Sen. Anthony Bucco, (R-25), Morris, introduced a bill, S2916, on Thursday that would require public schools’ boards of education to include instruction on the events surrounding the terrorist attacks of Sept. 11, 2001, including the death of bin Laden, which occurred on May 2, as part of the Core Curriculum Content Standards in Social Studies.
His bill would have the Department of Education include age-appropriate sample learning activities designed to help students understand the significance of the attacks in 2001, and “recall Americans’ sense of national unity, courage, and sacrifice, and preserve the memory of this tragedy.”

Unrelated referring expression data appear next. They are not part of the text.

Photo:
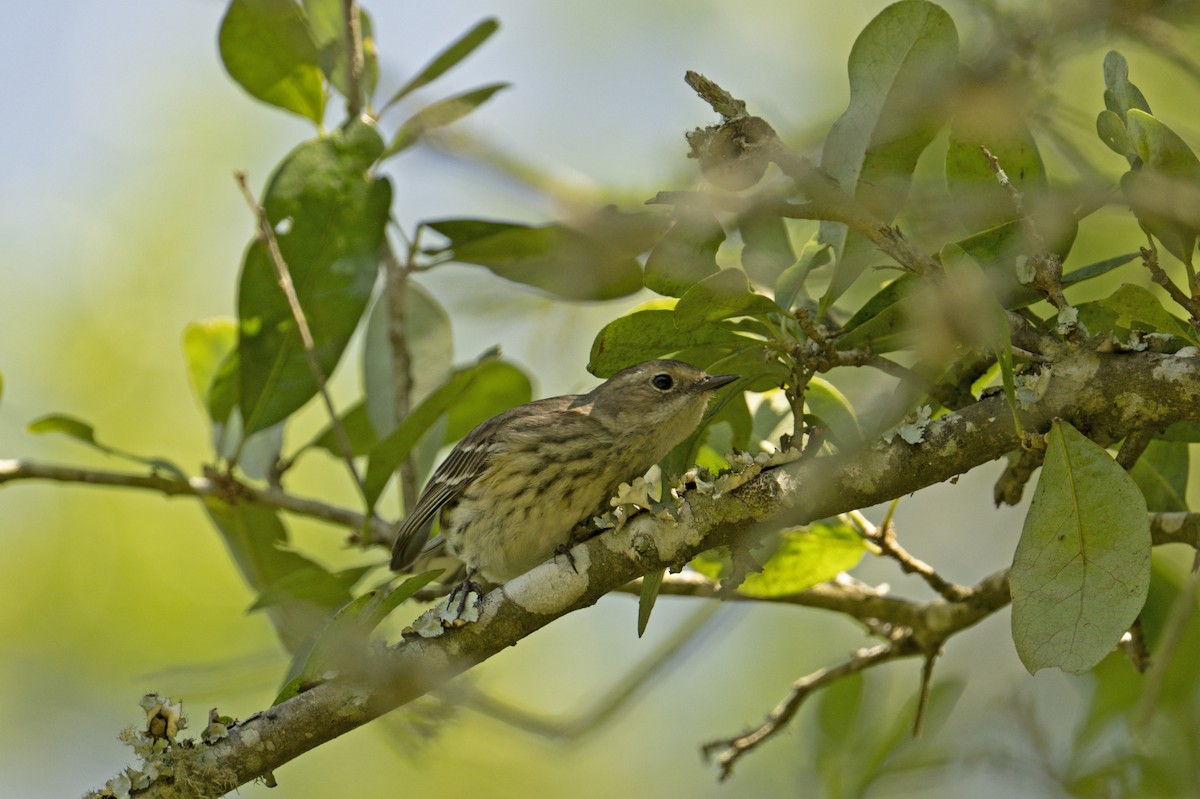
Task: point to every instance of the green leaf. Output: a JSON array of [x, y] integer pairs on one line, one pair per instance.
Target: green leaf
[[1081, 568], [439, 114], [256, 538], [903, 60], [429, 341], [1165, 193], [805, 558], [497, 386], [978, 198], [337, 215], [327, 25], [313, 583], [66, 425], [790, 287], [265, 46], [652, 332], [767, 247], [831, 406], [1111, 130], [651, 586], [358, 430], [685, 254], [341, 642], [720, 296], [1137, 307], [207, 344], [592, 258], [882, 323], [390, 452], [82, 431], [461, 48], [1121, 95], [1162, 475]]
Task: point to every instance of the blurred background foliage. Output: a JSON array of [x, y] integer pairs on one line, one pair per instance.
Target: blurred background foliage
[[121, 223]]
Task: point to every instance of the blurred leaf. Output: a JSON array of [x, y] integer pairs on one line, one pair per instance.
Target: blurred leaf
[[839, 710], [805, 558], [720, 296], [82, 431], [267, 47], [390, 452], [341, 642], [831, 406], [337, 215], [593, 258], [1081, 568], [643, 335], [439, 114], [1165, 193], [1121, 94], [207, 344], [456, 52], [256, 539], [978, 198], [1137, 307], [66, 425], [903, 60], [651, 586], [313, 583], [687, 253], [882, 323], [429, 340], [1162, 475], [1111, 130], [790, 289], [497, 386], [327, 25], [358, 428], [767, 247]]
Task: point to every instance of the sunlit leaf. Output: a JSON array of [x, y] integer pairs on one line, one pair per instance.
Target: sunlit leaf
[[439, 114], [900, 62], [327, 24], [592, 258], [207, 344], [1137, 307], [456, 52], [805, 558], [336, 214], [685, 254], [1162, 475], [643, 335], [1081, 568], [267, 47], [720, 296]]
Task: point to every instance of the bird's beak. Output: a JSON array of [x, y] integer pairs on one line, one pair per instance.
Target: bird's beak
[[712, 382]]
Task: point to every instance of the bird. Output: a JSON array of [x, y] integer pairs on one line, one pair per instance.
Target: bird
[[510, 493]]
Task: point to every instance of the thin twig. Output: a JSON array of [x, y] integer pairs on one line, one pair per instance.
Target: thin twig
[[1150, 260], [732, 749], [355, 62], [396, 299], [285, 276], [219, 486], [885, 538]]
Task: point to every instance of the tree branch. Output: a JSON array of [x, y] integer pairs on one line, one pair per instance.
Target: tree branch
[[1103, 394]]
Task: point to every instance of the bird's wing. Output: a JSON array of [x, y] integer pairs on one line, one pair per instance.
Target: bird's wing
[[462, 466]]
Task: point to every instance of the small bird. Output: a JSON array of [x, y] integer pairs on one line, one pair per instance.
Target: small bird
[[513, 490]]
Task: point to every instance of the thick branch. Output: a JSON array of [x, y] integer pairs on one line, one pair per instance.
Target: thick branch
[[1102, 395]]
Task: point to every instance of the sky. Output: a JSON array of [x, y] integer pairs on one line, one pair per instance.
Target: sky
[[120, 222]]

He hopes the bill, referred now to the Senate Education Committee, could take effect in time for the 2012-13 school year.
Bucco said that it occurred to him, upon seeing a “never forget’’ bumper sticker around the time bin Laden was killed, that schools teach about the Revolution, the Civil War, the world wars, but there is nothing in place to make sure that such a devastating recent event as the 9/11 attacks is taught.
“If we do not teach the history, it will be forgotten,’’ he said. “This is going to be a part of history, and our children and grandchildren should know about it.”